L’impegno comune per la riduzione del deficit, sì. Un accordo condiviso per una tassa sulle banche, no. Il G20 di Toronto trova un’intesa di compromesso sui temi della crescita e delle politiche fiscali, ma sul tema della redistribuzione degli oneri e del coinvolgimento del sistema finanziario nella lotta a una recessione da esso stesso creata, il vertice non raggiunge una posizione comune e riconosce che ogni paese farà da sé. “Siamo d’accordo sulla necessità che il sistema finanziario contribuisca in modo equo e sostanziale” ai danni creati, ma “riconosciamo che ci sono una serie di approcci politici diversi” al raggiungimento di questo scopo. È quanto si legge nel comunicato finale del G20, nel quale si precisa che alcuni paesi perseguono la via della leva fiscale, altri differenti strade. Il comunicato finale conferma l’assenza di ogni riferimento a una tassa sulle transazioni finanziarie.


“Le economie avanzate si sono impegnate a favore di piani fiscali che, come minimo, dimezzeranno i disavanzi entro il 2013 e stabilizzeranno o ridurranno, entro il 2016, il rapporto debito pubblico-prodotto interno lordo”. Così nella bozza del comunicato. Stati Uniti e Unione Europea avevano posizioni diverse al riguardo. Da un lato le politiche di contenimento della spesa europee, dall’altro l’appello del presidente Usa Obama a non ostacolare la ripresa economica abbandonando troppo presto i programmi di stimolo. La soluzione trovata è nel mezzo: un dimezzamento del deficit che si comporti, però, in maniera “growth-friendly”.


Sull’altro grande tema in discussione, la tassa sulle banche, una posizione comune invece non c’è.
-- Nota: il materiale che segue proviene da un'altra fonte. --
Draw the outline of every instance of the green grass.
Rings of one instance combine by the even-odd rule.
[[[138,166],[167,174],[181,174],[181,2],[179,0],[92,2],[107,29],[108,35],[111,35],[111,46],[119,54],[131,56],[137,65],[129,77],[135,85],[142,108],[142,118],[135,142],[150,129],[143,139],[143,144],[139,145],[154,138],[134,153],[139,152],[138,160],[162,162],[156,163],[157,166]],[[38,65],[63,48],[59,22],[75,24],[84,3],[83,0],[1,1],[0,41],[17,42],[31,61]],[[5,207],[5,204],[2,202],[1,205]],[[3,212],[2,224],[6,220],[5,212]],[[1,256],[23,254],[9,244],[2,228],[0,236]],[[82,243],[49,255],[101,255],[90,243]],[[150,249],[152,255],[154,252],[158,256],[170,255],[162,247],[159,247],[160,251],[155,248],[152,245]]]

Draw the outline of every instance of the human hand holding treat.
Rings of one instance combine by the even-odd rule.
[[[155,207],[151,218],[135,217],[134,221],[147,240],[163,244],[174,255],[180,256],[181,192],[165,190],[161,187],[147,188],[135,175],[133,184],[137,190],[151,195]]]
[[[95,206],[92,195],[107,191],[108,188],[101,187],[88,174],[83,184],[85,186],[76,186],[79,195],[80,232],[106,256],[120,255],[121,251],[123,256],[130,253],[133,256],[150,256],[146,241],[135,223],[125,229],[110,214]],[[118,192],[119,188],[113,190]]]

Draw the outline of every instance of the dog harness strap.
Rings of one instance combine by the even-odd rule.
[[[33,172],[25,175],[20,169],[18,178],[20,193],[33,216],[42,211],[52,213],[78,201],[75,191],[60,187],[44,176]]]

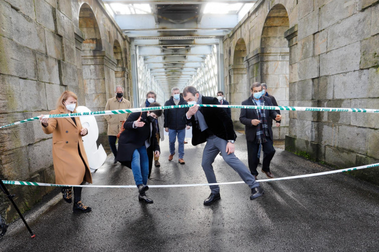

Nella bozza del comunicato finale le 20 principali economie del mondo riconoscono che la riforma del sistema finanziario deve fondarsi su “quattro pilastri”: un robusto quadro di norme, una supervisione che funzioni, una valutazione internazionale trasparente e la ristrutturazione e la risoluzione di “qualsiasi tipologia di istituzione finanziaria in crisi”. Nessun accenno, però, a imposizioni fiscali. “Alcuni paesi hanno scelto la via degli oneri fiscali – si legge - altri invece hanno adottato un’impostazione diversa”. Ma “per risanare il sistema finanziario” il G20 concorda sul fatto che “il settore finanziario debba farsi carico di qualunque onere associato agli interventi pubblici”.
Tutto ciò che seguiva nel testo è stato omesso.